RPD Extraction


  • This scenario provides a way to easily query and produce sub-corpora from the RISIS Patent Database. The scenario is designed to allow to search through the millions of patents with ease, giving the ability to create customized sub-corpora. Once the data is extracted it can be analyzed using other scenarios or be downloaded and used with other tools.


  1. Login into https://rcf.risis.io.

  2. Create a project.

  3. Import the scenario ‘RPD Extraction’ into the project.

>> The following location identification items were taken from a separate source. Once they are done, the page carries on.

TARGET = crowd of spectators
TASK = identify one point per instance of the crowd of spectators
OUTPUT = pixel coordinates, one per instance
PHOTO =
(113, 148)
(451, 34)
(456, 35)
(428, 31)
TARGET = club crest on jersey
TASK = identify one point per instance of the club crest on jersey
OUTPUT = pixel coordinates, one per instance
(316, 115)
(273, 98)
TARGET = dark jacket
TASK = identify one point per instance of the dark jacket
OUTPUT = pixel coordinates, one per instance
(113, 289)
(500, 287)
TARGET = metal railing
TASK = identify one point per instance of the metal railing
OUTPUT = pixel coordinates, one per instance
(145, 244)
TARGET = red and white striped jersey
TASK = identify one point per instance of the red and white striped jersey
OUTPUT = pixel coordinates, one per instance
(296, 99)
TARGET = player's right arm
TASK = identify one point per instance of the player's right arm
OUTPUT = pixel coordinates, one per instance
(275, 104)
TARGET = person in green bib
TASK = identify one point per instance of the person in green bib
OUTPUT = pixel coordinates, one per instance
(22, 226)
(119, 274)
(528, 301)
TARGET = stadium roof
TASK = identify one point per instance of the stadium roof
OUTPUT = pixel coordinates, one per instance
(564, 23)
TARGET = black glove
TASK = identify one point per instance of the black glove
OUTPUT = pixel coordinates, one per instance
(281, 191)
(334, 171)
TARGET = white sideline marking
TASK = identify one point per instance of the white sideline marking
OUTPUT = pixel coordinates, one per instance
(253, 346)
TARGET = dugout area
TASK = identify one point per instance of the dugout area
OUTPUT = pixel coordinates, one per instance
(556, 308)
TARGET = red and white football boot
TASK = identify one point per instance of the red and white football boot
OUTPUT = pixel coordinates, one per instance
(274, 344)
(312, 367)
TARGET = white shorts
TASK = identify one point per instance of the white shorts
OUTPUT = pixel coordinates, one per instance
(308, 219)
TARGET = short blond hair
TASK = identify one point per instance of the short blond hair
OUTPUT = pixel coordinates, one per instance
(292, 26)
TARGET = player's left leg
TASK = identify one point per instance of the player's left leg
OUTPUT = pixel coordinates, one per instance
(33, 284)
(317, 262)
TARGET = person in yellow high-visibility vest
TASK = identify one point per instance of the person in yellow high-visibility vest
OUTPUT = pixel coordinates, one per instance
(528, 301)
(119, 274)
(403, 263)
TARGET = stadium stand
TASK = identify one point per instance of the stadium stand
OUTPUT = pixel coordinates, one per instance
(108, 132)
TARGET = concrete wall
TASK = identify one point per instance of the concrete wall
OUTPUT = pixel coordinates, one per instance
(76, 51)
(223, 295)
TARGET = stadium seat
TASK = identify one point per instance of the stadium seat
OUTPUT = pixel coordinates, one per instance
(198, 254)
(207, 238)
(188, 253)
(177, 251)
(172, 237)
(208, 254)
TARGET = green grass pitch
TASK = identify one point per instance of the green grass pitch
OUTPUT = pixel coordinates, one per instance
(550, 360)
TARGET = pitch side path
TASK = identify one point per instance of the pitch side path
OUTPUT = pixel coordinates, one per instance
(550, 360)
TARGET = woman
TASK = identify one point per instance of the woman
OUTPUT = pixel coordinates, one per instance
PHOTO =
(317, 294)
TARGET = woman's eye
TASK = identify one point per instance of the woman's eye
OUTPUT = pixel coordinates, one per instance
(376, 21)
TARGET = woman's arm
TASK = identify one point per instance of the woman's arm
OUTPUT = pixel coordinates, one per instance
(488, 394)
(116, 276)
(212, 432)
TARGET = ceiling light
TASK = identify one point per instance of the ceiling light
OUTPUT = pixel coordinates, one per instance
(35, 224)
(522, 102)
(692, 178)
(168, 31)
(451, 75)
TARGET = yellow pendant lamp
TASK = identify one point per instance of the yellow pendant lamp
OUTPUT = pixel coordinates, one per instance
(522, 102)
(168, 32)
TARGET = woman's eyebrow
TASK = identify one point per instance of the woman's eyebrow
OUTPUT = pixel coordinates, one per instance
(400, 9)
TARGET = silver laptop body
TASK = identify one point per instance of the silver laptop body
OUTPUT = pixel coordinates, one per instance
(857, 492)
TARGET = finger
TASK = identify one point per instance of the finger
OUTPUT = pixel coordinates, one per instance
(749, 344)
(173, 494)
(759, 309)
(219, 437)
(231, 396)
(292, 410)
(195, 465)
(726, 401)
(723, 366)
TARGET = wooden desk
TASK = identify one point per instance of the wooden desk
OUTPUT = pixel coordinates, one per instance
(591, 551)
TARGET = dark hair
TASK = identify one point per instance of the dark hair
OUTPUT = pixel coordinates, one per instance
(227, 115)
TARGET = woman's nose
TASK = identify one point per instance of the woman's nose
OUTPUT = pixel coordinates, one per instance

  4. Configure the project filling the inputs: rpd-extraction-scenario.png

    • Search criteria: Use the query factory to customize your search criteria. For this example, we wanted the earliest_filing_year to be greater than '2012'.
    • Maximal number of records to return: Use this field to constrains the number of records returned. For this example, we set the bar at '1000'.
    • Dataset title: Enter the title for the new dataset. For this example, we selected 'My Patent Dataset'.
    • User e-mail: Enter user's email to share the extraction with.
  5. When all the required fields are filled, you can click on the button in the top right ‘Run this scenario’.

  6. After the scenario execution is finished, check in the Outputs of the project for the new file produced: Patents Basic Info Extraction Result, Patent Technical Classification Info Extraction Result, Patent Actors Extraction Result, Patent Inventors Info Extraction Result and Patents Full Info Extraction Result.